Crowd gets first glimpse of subcontracted jobs, supplies for Raiders stadium

They came from far and near on Thursday to get their first real look at subcontracted jobs and supplies that will be available to laborers working on the planned 65,000-seat domed football stadium for the Raiders.

And in just more than an hour, a team of eight project leaders — some from Mortenson Construction of Minneapolis, some from McCarthy Building Cos. of Henderson — filled a room brimming with 1,300 people with confidence that they’ll be able to start mobilizing in November and complete the job in time for the first season of the Las Vegas Raiders in 2020.

Project managers introduced the team, outlined the construction schedule and strategy and offered some philosophy in what was labeled a kickoff meeting for the project. More similar meetings are planned.

The gathering of prospective subcontractors and supplier occurred well before the Las Vegas Stadium Authority and Clark County commissioners have completed all the approvals necessary to greenlight the project. But they almost have to — the construction timeline is so tight that the contractors can’t wait until October when every approval is expected to be completed.

Two Woods

The top project managers are both named Wood — John Wood, the principal in charge from Mortenson, and Jeff Wood, the senior vice president of operations from McCarthy — and they say, as far as they know, they aren’t related.

But both are confident they’ll finish work in 31 months because many of key players have done similar work before, most recently on U.S. Bank Stadium in Minneapolis. John Wood doesn’t even think the timeline is that aggressive.

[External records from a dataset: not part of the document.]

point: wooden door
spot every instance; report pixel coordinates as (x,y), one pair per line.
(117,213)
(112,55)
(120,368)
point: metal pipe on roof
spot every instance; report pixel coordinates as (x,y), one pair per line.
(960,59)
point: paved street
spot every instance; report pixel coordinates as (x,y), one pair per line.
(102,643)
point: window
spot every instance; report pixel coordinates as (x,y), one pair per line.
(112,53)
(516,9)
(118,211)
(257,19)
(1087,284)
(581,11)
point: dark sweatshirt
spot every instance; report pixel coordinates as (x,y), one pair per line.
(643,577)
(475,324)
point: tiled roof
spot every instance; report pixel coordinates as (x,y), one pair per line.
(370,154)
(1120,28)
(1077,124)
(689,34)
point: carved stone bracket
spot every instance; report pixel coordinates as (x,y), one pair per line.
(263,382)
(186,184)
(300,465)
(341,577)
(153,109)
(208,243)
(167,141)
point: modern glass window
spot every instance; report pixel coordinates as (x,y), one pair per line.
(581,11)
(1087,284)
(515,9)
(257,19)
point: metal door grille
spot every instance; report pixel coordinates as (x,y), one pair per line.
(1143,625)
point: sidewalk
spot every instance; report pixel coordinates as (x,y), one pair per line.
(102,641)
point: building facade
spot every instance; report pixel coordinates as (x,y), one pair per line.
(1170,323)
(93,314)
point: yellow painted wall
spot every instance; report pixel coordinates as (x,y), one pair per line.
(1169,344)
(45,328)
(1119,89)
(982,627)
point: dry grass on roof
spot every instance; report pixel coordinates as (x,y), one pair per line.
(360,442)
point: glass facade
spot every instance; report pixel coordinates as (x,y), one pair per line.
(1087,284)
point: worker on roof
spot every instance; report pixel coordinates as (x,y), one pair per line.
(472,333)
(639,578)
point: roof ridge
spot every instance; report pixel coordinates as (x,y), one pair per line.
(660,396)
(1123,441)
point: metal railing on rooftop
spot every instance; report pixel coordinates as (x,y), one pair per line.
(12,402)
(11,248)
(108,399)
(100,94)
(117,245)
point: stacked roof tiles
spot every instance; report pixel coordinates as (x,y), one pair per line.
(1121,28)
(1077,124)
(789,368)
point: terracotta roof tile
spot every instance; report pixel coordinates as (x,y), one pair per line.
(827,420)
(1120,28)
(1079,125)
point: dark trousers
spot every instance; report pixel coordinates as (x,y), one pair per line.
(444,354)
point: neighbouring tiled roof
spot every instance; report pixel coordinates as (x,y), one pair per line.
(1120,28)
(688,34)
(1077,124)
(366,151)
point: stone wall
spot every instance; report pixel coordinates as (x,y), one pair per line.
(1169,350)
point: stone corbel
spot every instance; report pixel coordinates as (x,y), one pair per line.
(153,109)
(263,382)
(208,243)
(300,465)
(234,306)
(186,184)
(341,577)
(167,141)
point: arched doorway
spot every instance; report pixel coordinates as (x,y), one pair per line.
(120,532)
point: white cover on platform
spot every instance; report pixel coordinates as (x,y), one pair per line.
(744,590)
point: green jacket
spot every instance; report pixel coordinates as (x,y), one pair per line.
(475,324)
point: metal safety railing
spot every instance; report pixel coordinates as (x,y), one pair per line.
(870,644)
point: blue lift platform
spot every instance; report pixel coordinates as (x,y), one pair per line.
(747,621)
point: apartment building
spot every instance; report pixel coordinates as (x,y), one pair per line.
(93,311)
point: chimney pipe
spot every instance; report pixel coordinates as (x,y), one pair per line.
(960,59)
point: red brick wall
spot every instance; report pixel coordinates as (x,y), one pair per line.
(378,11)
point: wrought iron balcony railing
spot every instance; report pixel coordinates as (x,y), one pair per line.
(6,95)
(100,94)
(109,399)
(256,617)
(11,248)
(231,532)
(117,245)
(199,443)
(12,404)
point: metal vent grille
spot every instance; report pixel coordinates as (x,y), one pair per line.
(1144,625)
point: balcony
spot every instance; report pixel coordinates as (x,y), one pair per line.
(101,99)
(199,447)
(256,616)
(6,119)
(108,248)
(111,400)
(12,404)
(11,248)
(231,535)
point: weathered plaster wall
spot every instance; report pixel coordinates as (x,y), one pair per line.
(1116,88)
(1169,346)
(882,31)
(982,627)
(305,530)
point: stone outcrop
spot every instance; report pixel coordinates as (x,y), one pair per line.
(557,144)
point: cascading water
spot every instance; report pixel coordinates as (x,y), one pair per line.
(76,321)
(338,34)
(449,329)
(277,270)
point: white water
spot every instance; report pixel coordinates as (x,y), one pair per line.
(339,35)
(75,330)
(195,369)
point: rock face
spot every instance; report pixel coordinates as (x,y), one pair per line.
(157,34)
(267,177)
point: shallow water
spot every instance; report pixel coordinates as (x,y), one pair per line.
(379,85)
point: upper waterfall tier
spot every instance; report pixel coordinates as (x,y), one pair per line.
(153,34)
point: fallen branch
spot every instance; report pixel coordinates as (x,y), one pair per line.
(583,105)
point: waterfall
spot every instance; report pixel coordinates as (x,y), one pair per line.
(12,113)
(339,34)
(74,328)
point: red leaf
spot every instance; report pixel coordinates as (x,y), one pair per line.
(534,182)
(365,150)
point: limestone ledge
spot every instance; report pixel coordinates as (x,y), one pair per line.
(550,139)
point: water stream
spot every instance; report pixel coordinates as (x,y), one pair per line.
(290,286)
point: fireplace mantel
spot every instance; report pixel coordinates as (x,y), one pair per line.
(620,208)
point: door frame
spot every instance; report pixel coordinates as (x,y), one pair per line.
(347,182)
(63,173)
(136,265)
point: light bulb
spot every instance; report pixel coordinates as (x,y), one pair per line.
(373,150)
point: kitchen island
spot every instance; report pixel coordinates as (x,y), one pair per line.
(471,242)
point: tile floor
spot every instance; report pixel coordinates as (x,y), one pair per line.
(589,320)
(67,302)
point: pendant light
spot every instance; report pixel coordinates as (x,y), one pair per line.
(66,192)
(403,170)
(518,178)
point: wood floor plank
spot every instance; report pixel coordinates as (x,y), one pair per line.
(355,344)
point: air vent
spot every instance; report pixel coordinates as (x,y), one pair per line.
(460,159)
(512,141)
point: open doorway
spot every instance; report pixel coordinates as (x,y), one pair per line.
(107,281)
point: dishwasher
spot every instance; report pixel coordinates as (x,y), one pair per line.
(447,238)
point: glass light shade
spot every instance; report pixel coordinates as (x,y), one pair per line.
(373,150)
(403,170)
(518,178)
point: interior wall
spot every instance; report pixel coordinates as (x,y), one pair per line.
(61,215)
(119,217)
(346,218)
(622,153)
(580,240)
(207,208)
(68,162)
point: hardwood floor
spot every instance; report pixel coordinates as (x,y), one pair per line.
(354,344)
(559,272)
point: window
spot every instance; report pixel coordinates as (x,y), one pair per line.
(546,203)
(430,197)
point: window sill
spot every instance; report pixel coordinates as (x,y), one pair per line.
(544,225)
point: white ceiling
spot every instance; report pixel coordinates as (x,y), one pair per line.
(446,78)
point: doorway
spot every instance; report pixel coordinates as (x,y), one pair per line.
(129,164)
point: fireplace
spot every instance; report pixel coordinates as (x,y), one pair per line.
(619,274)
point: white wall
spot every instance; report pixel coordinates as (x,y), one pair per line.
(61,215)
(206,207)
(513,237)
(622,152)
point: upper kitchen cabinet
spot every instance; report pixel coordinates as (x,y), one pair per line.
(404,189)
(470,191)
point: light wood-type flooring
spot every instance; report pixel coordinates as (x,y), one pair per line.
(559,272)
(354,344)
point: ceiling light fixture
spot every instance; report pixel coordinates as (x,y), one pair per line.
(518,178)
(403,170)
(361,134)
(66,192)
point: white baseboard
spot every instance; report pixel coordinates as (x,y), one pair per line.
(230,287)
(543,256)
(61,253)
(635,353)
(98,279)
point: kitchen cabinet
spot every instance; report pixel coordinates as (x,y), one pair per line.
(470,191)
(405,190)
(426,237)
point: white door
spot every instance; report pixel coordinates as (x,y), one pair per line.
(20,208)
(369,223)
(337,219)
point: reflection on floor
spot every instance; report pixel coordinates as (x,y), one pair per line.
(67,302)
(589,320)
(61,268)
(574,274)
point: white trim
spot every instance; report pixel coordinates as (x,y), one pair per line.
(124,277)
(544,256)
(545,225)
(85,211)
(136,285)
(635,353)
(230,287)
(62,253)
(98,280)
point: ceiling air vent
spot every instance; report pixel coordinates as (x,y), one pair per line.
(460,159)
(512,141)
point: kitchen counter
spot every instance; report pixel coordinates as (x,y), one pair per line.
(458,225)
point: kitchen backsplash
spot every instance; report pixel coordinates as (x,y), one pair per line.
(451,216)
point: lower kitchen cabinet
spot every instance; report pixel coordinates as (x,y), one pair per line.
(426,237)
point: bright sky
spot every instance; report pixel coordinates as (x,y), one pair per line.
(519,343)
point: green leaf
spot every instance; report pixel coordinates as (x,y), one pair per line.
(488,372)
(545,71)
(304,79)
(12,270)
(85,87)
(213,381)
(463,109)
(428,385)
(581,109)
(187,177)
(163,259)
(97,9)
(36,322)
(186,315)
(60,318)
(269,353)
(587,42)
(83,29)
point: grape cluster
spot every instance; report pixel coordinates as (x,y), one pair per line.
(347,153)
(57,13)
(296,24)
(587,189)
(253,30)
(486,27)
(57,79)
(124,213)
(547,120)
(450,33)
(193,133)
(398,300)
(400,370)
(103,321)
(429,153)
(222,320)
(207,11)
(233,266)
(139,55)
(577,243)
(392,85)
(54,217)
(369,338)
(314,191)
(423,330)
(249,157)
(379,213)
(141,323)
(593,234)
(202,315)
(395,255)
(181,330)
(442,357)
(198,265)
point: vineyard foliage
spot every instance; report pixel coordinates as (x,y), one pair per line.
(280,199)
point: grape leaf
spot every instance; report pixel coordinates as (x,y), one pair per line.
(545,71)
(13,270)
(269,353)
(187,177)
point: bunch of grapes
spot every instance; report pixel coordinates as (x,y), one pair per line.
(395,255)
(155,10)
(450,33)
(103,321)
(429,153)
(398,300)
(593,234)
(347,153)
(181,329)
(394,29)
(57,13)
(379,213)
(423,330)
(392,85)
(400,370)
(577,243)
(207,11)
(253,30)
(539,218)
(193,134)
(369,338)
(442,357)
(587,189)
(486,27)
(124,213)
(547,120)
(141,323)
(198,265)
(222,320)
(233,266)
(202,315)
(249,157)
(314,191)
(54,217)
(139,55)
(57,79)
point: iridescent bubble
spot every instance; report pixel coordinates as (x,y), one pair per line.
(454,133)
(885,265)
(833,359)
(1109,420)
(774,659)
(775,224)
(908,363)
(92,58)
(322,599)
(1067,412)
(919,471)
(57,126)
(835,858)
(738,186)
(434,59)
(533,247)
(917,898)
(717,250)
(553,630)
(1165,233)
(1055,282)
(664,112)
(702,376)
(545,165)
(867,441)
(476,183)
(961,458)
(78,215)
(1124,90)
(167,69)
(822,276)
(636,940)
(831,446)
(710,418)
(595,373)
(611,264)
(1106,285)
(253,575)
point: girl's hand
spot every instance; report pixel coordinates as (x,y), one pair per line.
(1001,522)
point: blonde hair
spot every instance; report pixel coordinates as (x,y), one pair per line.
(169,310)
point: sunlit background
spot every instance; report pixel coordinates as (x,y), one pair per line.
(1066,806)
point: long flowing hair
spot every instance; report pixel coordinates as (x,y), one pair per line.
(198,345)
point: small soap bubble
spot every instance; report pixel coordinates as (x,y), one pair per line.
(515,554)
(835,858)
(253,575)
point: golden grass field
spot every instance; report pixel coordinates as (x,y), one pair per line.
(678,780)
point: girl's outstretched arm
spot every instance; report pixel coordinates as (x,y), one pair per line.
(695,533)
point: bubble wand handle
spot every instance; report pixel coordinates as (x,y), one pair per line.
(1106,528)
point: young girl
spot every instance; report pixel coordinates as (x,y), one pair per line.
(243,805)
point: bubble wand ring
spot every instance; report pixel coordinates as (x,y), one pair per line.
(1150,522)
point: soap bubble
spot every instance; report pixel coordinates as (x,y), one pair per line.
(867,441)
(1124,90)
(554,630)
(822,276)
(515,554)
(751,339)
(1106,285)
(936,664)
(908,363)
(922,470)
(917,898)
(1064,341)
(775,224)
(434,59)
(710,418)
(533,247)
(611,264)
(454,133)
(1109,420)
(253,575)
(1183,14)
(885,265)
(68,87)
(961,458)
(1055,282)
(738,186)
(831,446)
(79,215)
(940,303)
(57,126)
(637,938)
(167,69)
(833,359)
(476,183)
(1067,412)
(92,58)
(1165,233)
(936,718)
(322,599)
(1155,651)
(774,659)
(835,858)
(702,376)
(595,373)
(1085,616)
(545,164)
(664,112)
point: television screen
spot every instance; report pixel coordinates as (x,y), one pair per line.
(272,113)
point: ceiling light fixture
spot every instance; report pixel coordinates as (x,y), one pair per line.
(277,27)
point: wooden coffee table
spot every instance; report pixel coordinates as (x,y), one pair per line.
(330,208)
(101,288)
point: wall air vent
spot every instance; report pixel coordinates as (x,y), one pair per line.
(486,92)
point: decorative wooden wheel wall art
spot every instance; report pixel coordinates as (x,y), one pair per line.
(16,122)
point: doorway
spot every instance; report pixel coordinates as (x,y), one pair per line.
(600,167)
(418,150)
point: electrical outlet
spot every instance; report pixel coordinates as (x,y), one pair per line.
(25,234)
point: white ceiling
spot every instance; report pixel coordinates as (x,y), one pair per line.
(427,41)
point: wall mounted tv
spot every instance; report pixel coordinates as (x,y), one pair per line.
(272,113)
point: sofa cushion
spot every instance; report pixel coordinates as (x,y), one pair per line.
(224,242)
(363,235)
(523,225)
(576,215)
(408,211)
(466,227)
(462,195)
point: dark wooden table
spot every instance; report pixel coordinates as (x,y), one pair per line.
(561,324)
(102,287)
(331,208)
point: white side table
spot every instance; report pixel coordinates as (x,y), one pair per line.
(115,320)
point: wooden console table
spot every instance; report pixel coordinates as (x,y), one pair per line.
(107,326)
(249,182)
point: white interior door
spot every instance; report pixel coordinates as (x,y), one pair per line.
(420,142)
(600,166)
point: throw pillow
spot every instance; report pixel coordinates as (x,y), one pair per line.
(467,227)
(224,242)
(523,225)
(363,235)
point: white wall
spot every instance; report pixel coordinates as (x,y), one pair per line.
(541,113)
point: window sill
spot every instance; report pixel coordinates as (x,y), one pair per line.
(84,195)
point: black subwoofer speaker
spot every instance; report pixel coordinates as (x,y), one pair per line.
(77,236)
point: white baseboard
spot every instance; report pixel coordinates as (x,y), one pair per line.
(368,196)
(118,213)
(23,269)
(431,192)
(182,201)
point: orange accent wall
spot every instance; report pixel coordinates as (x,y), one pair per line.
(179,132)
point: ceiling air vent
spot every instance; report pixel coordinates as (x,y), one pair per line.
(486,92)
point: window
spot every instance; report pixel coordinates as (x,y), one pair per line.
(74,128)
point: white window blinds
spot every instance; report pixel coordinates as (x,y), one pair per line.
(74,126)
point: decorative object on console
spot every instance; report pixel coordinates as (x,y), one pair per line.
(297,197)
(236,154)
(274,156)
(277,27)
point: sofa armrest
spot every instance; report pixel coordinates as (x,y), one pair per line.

“We’ve got a lot of confidence in the schedule for construction,” he said. The challenge that (project manager) Paul Dudzinski (of McCarthy) noted is that we have the design you saw today is in its early stages, so the really critical aspects of the project is getting sufficient design completed before construction starts, the detailed engineering and design of the project that will enable us to go out and start building in November.

“We have a great design team comprised of firms that we’ve worked with on multiple occasions before. We’ve constructed a very elaborative approach to the project and a schedule that will allow us to keep pace with the project. The design actually won’t be completed until a year after construction has started. It’s a true fast-track job,” he said.

Community benefits

One aspect of the stadium project that has been a concern raised at the last three Stadium Authority board meetings is the community benefits program, an agreement established by the enabling Senate Bill 1 legislation and under final negotiation by the authority and the Raiders’ events company.

The agreement establishes a goal that 15 percent of contracts going to small businesses, including women-, minority- and veterans-led companies.

Comments from minority business leaders have been made during authority meeting public-comment periods.

Mortenson met the issue head on, introducing Lynn Littlejohn, director of community benefits for the project.

Littlejohn said the contractors will encourage small-business participation, workforce diversity and the development of community engagement programs with meetings with contractor and community organizations, procurement meetings and advertisements designed to foster technical assistance and internship programs.

Andre Smith, CEO and managing member of General Steel and Aluminum Manufacturing LLC Las Vegas, who has spoken at authority meetings, said after hearing Littlejohn’s presentation, he’s confident Mortenson and McCarthy will deliver on their community benefits commitments.

“It wasn’t the presentation, it’s the people who showed up,” Smith said, referring to both the contractors’ representatives and the big crowd.

‘Feet to the fire’

“This overwhelming crowd heard them say what they did and our leaders will hold their feet to the fire,” Smith said. “In the end, I think (Raiders owner) Mark Davis will be happy to bring the Raiders to Las Vegas.”

Others in the crowd also were impressed with the presentation.

“It was well done, it was informative and it’s probably a good start for subcontractors to understand the guidelines,” said Larry Vanderjagt, a customer service manager for Form-A-Fab of Lake Havasu City, Arizona.

Vanderjagt said his company has an interest in the millwork, cabinetry and lockers for the facility.

“I can’t wait to look at the plans,” he said. “It’s a beautiful facility and it’s what Vegas needed for many years.”